The top 6 cable, satellite and telco pay TV operators in Q4 2018: Ranking Comcast, DirecTV, Charter and more

The fourth-quarter earnings season has wrapped up for the top publicly traded pay TV operators in the U.S., and it's time to break down the numbers. FierceVideo has put together an overview of how the top cable, satellite and telco pay TV operators performed according to metrics including subscriber growth and market share.

After a tumultuous third quarter with fairly dramatic losses for cable operators, telecoms and satellite providers alike, cable stabilized somewhat this quarter. Altice USA and Comcast managed to reduce their subscriber losses year over year while Charter improved sequentially. But the story was much different for satellite operators DirecTV and Dish Network, both of which gave back massive amounts of video subscribers.

The fourth quarter wasn’t exactly kind to DirecTV Now either, as the leading virtual MVPD witnessed its first massive subscriber runoff just as it was starting to catch up with Sling TV.

How the top six U.S. publicly traded pay TV operators performed in the fourth quarter in video (ranking by subscribers)

Operator Video subscribers (mil.) Net additions (thousands)
1. AT&T* 24.52 (658)
2. Comcast 20.96 (29)
3. Charter 16.1 (36)
4. Dish Network* 12.32 (334)
5. Verizon 4.5 (46)
6. Altice USA 3.31 (15)

*AT&T's totals include U-verse and DirecTV Now, and Dish's include Sling TV subscribers.

The vMVPD growth narrative takes a downward turn

Traditional pay TV subscriber losses are a fact of life now for distributors but virtual MVPDs looked like a decent way to patch the leak or, at least, slow it down a little. But this quarter saw the dam burst open for one streaming TV service.

DirecTV Now, in an effort to purge promotional pricing, lost 267,000 subscribers during the fourth quarter. The upside for AT&T is that DirecTV Now ARPU improved by $10 sequentially, but the losses were still shocking. In the meantime, Dish Network’s Sling TV only managed to add another 47,000 subscribers during the fourth quarter.

Analyst firm MoffettNathanson said that vMVPDs beside those top two may have fared better during the quarter but still didn’t do enough to shore up the losses.

“While our visibility into numbers for the other vMVPDs isn’t good, it appears that growth for the group as a whole took a huge hit. YouTube TV and Hulu Live TV are still growing rapidly—indeed, our sources suggest they did very well in the fourth quarter—and smaller operators like fuboTV and Philo are, in aggregate, starting to matter, but it appears that these smaller providers simply aren’t growing fast enough, individually or collectively, to make up for the declines elsewhere,” MoffettNathanson wrote.

MoffettNathanson chart
(MoffettNathanson)

MoffettNathanson estimated that Hulu with Live TV ended 2018 with approximately 1.7 million subscribers and YouTube TV finished out the year with more than 1 million. The firm estimated that Hulu added about 500,000 subscribers and YouTube TV added about 400,000 subscribers in the fourth quarter.

The firm said that competition from other entertainment-focused streaming services may be impacting overall growth for vMVPDs, but that it could also be an issue of “pent-up demand” being satisfied.

“We have warned in the past that some portion of the vMVPD subscribers seen over the past few years were being sold to customers who had cut the cord years earlier, when vMVPDs didn’t yet exist,” wrote MoffettNathanson. “It could be that that one-time boost to the market is now running off, making visible what is in reality a much lower underlying conversion rate.”

MoffettNathanson chart

U.S. satellite is falling out of orbit

On paper, 2018 wasn’t a particularly great year for U.S. pay TV industry, which lost a combined 2.57 million subscribers, according to the newest informitv Multiscreen Index.

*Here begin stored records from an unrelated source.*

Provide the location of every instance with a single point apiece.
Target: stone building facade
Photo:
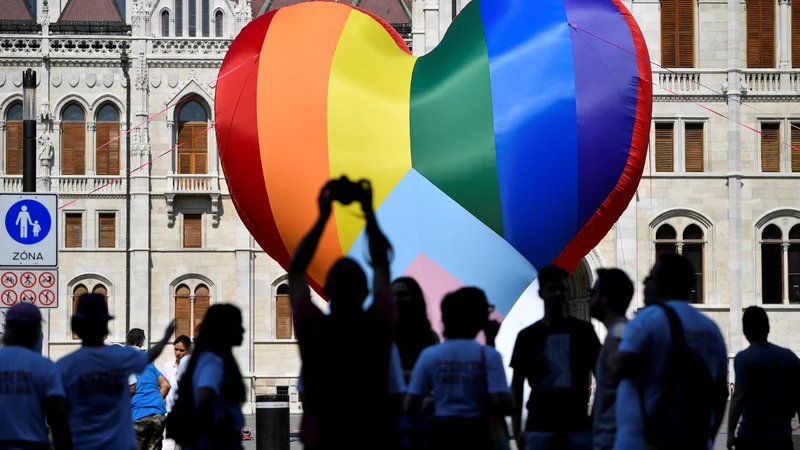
(722, 181)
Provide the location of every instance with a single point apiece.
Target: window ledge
(275, 341)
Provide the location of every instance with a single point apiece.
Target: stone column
(785, 256)
(784, 35)
(734, 173)
(245, 296)
(91, 146)
(3, 148)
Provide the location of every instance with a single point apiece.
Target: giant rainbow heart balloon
(516, 143)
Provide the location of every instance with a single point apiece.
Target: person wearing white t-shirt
(182, 346)
(95, 376)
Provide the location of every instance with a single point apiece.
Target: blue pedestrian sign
(29, 236)
(28, 222)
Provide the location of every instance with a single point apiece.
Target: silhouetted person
(462, 374)
(208, 412)
(96, 379)
(557, 356)
(766, 393)
(31, 389)
(673, 367)
(148, 409)
(608, 302)
(414, 331)
(349, 337)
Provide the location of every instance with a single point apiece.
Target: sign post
(29, 249)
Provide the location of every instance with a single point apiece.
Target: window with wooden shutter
(677, 33)
(107, 141)
(14, 140)
(202, 301)
(107, 236)
(77, 291)
(770, 147)
(665, 147)
(795, 34)
(73, 232)
(73, 141)
(193, 142)
(283, 317)
(760, 34)
(192, 230)
(183, 311)
(796, 144)
(693, 146)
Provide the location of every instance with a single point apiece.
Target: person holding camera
(351, 340)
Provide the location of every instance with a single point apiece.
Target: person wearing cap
(31, 389)
(96, 379)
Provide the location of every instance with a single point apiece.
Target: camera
(346, 192)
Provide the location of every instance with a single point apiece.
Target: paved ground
(295, 425)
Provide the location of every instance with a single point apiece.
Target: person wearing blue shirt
(96, 378)
(148, 408)
(30, 387)
(208, 412)
(644, 353)
(462, 374)
(766, 393)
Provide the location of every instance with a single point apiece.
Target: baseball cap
(92, 307)
(24, 313)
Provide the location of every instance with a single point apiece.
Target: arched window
(693, 251)
(77, 291)
(165, 23)
(771, 265)
(107, 145)
(206, 18)
(666, 240)
(760, 34)
(691, 245)
(73, 140)
(14, 139)
(794, 264)
(193, 150)
(219, 20)
(178, 19)
(283, 313)
(190, 308)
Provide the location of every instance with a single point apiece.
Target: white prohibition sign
(28, 297)
(47, 297)
(27, 279)
(8, 298)
(47, 280)
(9, 280)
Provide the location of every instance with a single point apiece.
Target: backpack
(682, 416)
(181, 424)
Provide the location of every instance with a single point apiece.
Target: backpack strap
(677, 339)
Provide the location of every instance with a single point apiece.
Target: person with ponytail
(208, 411)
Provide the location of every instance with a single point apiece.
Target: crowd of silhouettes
(661, 378)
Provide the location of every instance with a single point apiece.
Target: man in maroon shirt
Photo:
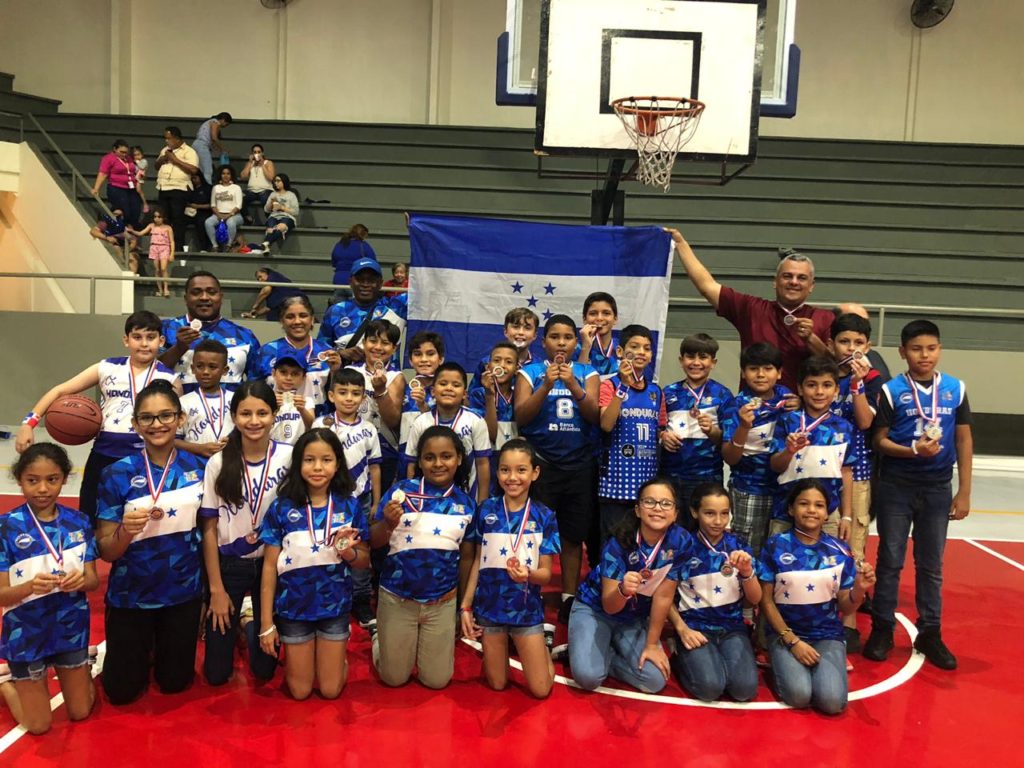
(787, 323)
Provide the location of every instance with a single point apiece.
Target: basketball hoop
(659, 126)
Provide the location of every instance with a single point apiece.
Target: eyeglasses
(665, 504)
(165, 417)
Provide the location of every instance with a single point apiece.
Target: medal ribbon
(653, 553)
(934, 418)
(132, 391)
(522, 525)
(156, 492)
(327, 525)
(209, 414)
(805, 427)
(258, 494)
(55, 552)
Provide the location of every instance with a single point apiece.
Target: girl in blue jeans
(808, 579)
(616, 619)
(715, 653)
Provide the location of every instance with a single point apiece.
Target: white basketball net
(658, 127)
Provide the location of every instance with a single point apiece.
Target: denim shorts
(489, 628)
(37, 670)
(293, 632)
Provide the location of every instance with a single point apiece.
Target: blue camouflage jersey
(496, 529)
(161, 566)
(313, 582)
(42, 626)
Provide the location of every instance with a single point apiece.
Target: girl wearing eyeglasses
(616, 619)
(146, 529)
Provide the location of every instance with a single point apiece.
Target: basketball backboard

But upon closer examination it’s revealed that satellite accounted for an overwhelming majority of those losses: DirecTV and Dish combined for 2.36 million subscribers losses last year. Though it’s still early in 2019 and things could improve this year for DirecTV and Dish, they may not want to hold their breath.

As the New York Post pointed out last week, there are forces at work against satellite TV. First, both services raised their prices recently, which typically causes customer churn to increase. But there are also competing technologies like 5G which could soon make satellite TV less of a necessity in rural and remote locations.

“The arrival of 5G [wireless broadband] networks—with speeds up to 100 times greater than they are now—will give consumers another reason why satellite broadcasting doesn’t cut it,” Chris Wagner, managing partner at OTT Advisors, told the publication.

AT&T CEO Randall Stephenson may still be defending his company’s $67 billion purchase of DirecTV, but that position is looking less invulnerable in the years to come.